Reputation: 1998
I have a table, and one column is loaded as np.str from csv. But the dtype says this weird U64 (I guess meaning, unsigned int 64 bit?) and converting with astype doesn't work.
stringIDs = extractedBatch.ID.astype(np.str)
After astype the dtype says 'object'
Upvotes: 4
Views: 17978
Reputation: 231335
In [313]: arr = np.array(['one','twenty'])
In [314]: arr
Out[314]: array(['one', 'twenty'], dtype='<U6')
In [315]: arr.astype(object)
Out[315]: array(['one', 'twenty'], dtype=object)
np.char
applies string methods to elements of a string dtype array:
In [316]: np.char.add(arr, ' foo')
Out[316]: array(['one foo', 'twenty foo'], dtype='<U10')
add
is not defined for numpy string dtypes:
In [317]: np.add(arr, ' foo')
---------------------------------------------------------------------------
TypeError Traceback (most recent call last)

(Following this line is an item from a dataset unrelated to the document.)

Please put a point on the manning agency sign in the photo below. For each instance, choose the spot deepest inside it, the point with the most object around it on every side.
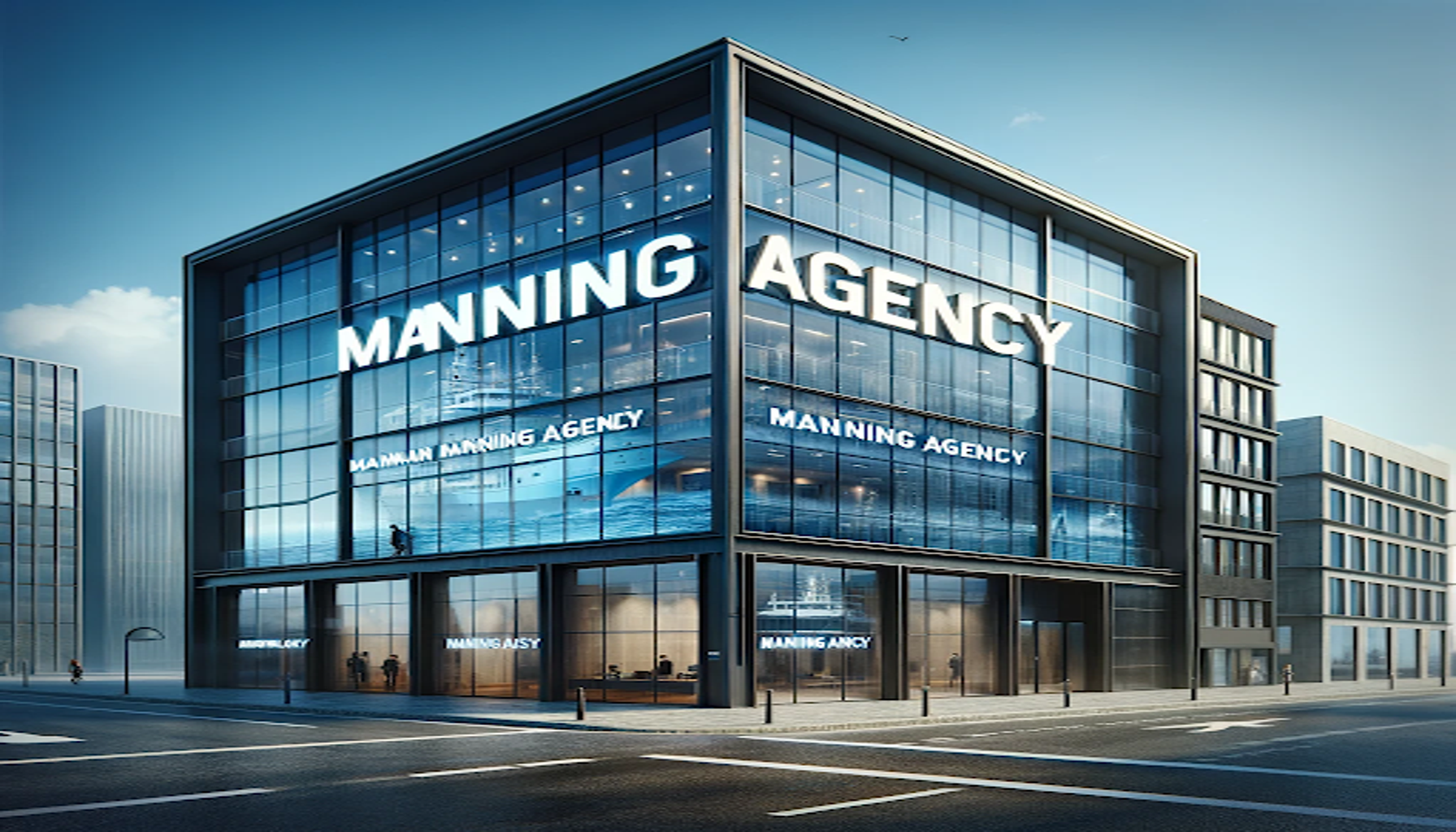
(539, 299)
(836, 283)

<ipython-input-317-eff87c160b77> in <module>
----> 1 np.add(arr, ' foo')
TypeError: ufunc 'add' did not contain a loop with signature matching types dtype('<U6') dtype('<U6') dtype('<U6')
This use of np.add
turns the 'foo' string into an array before trying to use it. It's trying to add a 'U6' string to a 'U6' string.
np.add
when applied to an object dtype array, delegates the action to the corresponding method of the elements. Since add
is defined for Python strings, it works:
In [318]: np.add(arr.astype(object), ' foo')
Out[318]: array(['one foo', 'twenty foo'], dtype=object)
This pattern applies to all the numpy ufunc
. They are defined for specific dtypes
. If given object
dtypes, they delegate - which may or may not work depending on the methods of the elements.
Both the object
and np.char
approaches do the equivalent of a list comprehension, and at about the same speed:
In [324]: [i+' foo' for i in arr]
Out[324]: ['one foo', 'twenty foo']
===
Example with string replication *
In [319]: arr*2
TypeError: ufunc 'multiply' did not contain a loop with signature matching types dtype('<U6') dtype('<U6') dtype('<U6')
In [320]: arr.astype(object)*2
Out[320]: array(['oneone', 'twentytwenty'], dtype=object)
In [322]: np.char.multiply(arr,2)
Out[322]: array(['oneone', 'twentytwenty'], dtype='<U12')
Upvotes: 3
Reputation: 375395
Pandas doesn't use a str dtype, it uses object (even if the underlying values are str):
In [11]: s = pd.Series(['a'], dtype='U64')
In [12]: type(s[0])
Out[12]: str
Upvotes: 0